Nevada Assembly bill would make animal abuse a violent crime

pk o'neill

Tom R. Smedes / AP, file

Assembly Minority Leader P.K. O’Neill, shown Feb. 6 during the opening session of the 2023 Nevada Legislature in Carson City, is cosponsoring a bill that would classify offenders in some animal cruelty cases as a violent offender, ineligible for early release from prison.

The notion that someone convicted in the sadistic killing of seven dogs could be eligible for an early release from prison in Nevada was too much for Assemblyman P.K. O’Neill to bear without doing something.

O’Neill, the Assembly’s Republican leader from Carson City, said the case of Jason Brown of Reno was the genesis of Assembly Bill 159, which would reclassify certain animal abuse charges as violent crimes and make those offenders in Nevada ineligible for credits accrued for earning a reduced sentence or early parole.

Brown in 2015 pleaded no contest to seven felony counts of maiming, poisoning or killing another person’s animal. Brown had been sentenced to up to 28 years in prison for what O’Neill called the “most disturbing” instance of animal abuse the state has ever encountered.

But media reports surfaced last March that Brown, who was not supposed to be parole-eligible until 2025, was up for early release. Because his crimes involved dogs — and not people — Brown was classified as a nonviolent offender. That meant he was eligible to earn credits, such as for good behavior in prison, which allowed him to become eligible for early parole.

The nonviolent offender label belied what had come to light during Brown’s sentencing hearing eight years ago. At the time, the original owners of some of the dogs testified that they sold puppies to Brown because he seemed like a normal clean-cut kid when he responded to their ads on Craigslist. They cried in the courtroom as a judge watched videotapes of Brown torturing and skinning the dogs.

The images weren’t visible to the court audience, but Brown could be heard on the audio telling friends he took the animals to his “house of pain” and wanted to turn them into a fur coat. Police found the heads of four dogs inside a mini-refrigerator at Brown’s Reno motel room.

“What he’s in prison for, I feel, is just a lead-up or precursor to a more violent crime,” O’Neill told the Sun in a phone interview Thursday.
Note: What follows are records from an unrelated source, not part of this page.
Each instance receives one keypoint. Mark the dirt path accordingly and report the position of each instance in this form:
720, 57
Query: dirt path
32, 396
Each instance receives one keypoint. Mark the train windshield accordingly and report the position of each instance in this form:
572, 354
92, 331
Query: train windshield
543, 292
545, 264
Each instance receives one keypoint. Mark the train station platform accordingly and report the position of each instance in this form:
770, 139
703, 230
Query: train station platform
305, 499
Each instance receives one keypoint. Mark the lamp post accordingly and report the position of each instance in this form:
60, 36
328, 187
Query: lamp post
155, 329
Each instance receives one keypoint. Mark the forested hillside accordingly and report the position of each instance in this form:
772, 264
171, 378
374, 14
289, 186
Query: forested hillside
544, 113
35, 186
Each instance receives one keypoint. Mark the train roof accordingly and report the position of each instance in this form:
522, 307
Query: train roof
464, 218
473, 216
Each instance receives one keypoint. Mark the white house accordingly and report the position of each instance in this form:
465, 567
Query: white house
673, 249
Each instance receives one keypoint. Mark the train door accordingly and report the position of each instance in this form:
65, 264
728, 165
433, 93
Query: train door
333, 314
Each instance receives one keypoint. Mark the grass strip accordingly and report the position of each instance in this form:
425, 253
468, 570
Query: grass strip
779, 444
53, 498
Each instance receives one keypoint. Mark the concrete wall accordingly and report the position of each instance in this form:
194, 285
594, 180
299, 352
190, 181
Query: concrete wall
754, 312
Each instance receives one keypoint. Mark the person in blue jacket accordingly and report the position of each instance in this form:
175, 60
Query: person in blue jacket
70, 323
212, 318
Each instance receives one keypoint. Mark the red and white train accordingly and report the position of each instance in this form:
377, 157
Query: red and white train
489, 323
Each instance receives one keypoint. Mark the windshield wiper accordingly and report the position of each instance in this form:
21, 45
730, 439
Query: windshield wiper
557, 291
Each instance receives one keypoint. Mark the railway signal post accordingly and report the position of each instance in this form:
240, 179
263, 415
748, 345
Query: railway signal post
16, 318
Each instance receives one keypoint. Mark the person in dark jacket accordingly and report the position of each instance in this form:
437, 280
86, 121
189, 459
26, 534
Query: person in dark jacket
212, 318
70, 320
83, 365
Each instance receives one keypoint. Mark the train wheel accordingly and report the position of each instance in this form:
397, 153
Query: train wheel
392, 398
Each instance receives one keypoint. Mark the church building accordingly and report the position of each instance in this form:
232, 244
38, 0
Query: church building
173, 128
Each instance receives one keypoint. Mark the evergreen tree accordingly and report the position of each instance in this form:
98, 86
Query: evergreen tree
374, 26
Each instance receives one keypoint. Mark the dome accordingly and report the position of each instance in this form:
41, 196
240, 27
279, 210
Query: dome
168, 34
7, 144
As a former police investigator of more than 40 years, O’Neill said he was aware that many murderers also had a history of maiming animals.

“The bottom line is a high percentage of them all had experiences with animal abuse,” he said.

O’Neill and 10 fellow Republicans, along with Las Vegas Democratic Venicia Considine, are cosponsoring AB159, which had a hearing earlier this month before the Assembly Judiciary Committee.

Jennifer Noble, chief deputy district attorney for Washoe County in Northern Nevada, told the committee members she supported O’Neill’s bill because the public had no way of knowing if a person had been convicted of animal cruelty, and they could work with children, the elderly and even alongside animals.

“This type of crime is undoubtedly underreported, because, of course, animals have no voice,” she said. “They have no way to seek help when they’re being abused. They are at our mercy, quite frankly.”

O’Neill stressed that the bill would not increase the penalty for animal torture, killing or mutilation, but would instead put those in the same classification as murder, attempted murder, high-level drug possession or felony DUI.

Likewise, it would only apply to new convicts moving forward; it won’t apply retroactively to Brown, who was denied an early release at his first parole hearing in May 2022.

He is still eligible for parole.

The bill garnered the support of Metro Police, the Washoe County Sheriff’s Office and the Nevada Sheriffs’ and Chiefs’ Association.

It’s also earned the endorsement of the Nevada Humane Society and the Humane Society of the United States.

Nobody testified in opposition.

The Assembly Judiciary Committee took no action on the bill.